Optical pooled screening offers a broader-scale alternative to enrichment-based perturbation screening, using fluorescence microscopy to correlate phenotypes and perturbations across single cells. Previous methods work well in large, transcriptionally active cell lines, because they rely on cytosolic detection of endogenously expressed barcoded transcripts; however, they are limited by reliable cell segmentation, cytosol size, transcriptional activity and cell density. Nuclear In-Situ Sequencing (NIS-Seq) expands this technology by creating bright sequencing signals directly from nuclear genomic DNA to screen nucleated cells at high density and high library complexity. By inserting an inverted phage promoter downstream of the single guide RNA (sgRNA), many RNA copies of the sgRNA can be generated and sequenced independently of cellular transcription. In this study, we benchmarked NIS-Seq across eight cell types from two species and performed four genome-scale optical perturbation screens, identifying key players of inflammation-related cellular pathways. Finally, we performed a small-scale pooled optical screen in primary human macrophages from blood of healthy donors and demonstrated barcode identification in lentivirally transduced human skin tissue.

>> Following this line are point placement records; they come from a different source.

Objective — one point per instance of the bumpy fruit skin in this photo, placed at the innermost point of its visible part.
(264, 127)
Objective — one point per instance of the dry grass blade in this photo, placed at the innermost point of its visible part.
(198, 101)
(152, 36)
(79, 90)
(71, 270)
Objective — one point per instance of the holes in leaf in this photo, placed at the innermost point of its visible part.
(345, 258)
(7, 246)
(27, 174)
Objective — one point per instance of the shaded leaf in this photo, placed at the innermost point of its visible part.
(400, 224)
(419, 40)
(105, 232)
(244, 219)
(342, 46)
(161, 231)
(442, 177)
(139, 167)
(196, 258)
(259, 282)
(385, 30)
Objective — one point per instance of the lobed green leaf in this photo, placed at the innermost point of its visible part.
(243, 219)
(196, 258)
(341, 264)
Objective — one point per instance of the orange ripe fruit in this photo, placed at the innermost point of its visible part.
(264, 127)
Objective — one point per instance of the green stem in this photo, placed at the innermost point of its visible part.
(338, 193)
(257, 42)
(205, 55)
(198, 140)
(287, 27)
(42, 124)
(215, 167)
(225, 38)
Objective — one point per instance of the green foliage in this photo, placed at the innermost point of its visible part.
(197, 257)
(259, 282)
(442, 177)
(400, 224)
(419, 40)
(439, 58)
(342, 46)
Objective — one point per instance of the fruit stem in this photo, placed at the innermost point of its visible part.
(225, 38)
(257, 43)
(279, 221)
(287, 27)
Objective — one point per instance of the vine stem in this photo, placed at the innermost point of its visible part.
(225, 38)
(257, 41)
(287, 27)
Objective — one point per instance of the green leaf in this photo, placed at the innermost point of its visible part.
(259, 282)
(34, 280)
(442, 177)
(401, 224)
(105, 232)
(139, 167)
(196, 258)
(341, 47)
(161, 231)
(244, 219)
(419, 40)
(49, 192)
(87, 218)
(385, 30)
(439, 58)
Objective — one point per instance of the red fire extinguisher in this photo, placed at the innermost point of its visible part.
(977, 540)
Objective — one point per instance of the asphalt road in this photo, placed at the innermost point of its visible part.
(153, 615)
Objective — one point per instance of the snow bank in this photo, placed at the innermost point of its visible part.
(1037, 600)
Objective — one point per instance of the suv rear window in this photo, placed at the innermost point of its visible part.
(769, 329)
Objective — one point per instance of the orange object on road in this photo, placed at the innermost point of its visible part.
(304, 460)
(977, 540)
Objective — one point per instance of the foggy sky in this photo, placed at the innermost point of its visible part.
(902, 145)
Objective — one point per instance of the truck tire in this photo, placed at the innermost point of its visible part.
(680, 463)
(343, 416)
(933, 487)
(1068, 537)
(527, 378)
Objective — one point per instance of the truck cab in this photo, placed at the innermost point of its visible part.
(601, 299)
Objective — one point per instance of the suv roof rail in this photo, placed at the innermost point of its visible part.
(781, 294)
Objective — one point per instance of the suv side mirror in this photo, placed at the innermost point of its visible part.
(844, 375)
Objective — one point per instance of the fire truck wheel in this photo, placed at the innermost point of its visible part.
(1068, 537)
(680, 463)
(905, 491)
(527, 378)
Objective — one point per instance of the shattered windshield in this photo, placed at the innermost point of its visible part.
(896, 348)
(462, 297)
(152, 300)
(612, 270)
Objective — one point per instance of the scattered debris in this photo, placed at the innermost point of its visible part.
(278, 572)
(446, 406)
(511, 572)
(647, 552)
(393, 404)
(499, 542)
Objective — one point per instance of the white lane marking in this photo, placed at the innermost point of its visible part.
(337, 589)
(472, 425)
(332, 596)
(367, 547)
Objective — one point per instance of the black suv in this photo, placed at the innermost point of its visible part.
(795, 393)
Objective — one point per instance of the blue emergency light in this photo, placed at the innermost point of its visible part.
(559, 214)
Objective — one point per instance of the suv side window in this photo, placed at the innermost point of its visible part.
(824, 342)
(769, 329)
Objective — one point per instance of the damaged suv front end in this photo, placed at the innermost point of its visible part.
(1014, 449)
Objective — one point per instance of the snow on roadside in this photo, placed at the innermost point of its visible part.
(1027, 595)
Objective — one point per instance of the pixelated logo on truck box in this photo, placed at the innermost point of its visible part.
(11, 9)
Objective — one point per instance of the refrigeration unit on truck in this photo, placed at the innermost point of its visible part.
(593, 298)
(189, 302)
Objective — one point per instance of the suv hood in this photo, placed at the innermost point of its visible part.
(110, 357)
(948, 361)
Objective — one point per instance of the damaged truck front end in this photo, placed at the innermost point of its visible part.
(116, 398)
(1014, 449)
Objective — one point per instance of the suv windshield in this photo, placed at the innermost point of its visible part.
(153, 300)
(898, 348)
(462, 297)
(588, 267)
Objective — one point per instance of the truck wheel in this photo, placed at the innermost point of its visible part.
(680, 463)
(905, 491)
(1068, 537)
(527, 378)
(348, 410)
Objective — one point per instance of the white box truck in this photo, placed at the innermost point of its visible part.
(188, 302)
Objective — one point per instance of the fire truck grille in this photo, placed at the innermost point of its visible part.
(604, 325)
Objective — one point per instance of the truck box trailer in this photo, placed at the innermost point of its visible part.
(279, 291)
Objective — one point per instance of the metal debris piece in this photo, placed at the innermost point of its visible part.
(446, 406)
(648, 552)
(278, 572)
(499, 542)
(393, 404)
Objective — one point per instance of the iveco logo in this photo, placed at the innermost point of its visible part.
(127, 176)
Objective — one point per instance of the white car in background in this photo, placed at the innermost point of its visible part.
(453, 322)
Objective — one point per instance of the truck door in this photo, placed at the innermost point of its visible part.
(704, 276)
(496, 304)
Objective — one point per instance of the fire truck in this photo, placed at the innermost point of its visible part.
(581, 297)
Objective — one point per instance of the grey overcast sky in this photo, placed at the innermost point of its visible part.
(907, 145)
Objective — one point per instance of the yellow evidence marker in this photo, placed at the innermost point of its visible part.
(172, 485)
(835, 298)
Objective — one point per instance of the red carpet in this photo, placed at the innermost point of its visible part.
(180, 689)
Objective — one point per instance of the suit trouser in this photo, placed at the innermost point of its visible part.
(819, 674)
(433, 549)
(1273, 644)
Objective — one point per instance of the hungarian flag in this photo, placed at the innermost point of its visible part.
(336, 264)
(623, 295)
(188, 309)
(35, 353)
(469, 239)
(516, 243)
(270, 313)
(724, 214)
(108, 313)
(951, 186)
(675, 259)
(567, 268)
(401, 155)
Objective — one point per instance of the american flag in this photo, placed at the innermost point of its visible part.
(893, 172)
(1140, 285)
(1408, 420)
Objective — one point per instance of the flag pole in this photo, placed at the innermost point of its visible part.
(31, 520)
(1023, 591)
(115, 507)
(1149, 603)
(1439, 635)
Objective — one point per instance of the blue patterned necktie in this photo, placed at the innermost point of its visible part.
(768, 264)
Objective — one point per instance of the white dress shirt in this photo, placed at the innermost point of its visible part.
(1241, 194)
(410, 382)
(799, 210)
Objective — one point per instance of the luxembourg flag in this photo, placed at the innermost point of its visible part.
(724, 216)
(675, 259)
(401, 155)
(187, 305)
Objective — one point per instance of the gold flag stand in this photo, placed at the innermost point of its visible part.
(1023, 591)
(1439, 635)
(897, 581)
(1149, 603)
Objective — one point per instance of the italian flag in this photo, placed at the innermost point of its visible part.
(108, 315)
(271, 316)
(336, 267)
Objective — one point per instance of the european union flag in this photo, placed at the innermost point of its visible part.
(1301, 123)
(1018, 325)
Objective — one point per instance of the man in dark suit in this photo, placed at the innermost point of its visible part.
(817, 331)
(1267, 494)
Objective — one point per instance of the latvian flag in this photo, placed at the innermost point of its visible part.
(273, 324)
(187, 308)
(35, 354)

光学混合筛选为基于富集的扰动筛选提供了更大规模的替代方案，使用荧光显微镜来关联单个细胞的表型和扰动。以前的方法在转录活性的大细胞系中效果很好，因为它们依赖于内源性表达的条形码转录本的胞质检测;然而，它们受到可靠的细胞分割、胞质溶胶大小、转录活性和细胞密度的限制。核原位测序 （NIS-Seq） 通过直接从核基因组 DNA 创建明亮的测序信号来扩展这项技术，以高密度和高文库复杂性筛选有核细胞。通过在单向导 RNA （sgRNA） 的下游插入倒置噬菌体启动子，可以独立于细胞转录生成和测序 sgRNA 的许多 RNA 拷贝。在这项研究中，我们对来自两个物种的 8 种细胞类型的 NIS-Seq 进行了基准测试，并进行了 4 次基因组规模的光学扰动筛选，确定了炎症相关细胞通路的关键参与者。最后，我们在来自健康供体血液的原代人巨噬细胞中进行了小规模的混合光学筛选，并证明了慢病毒转导的人皮肤组织中的条形码识别。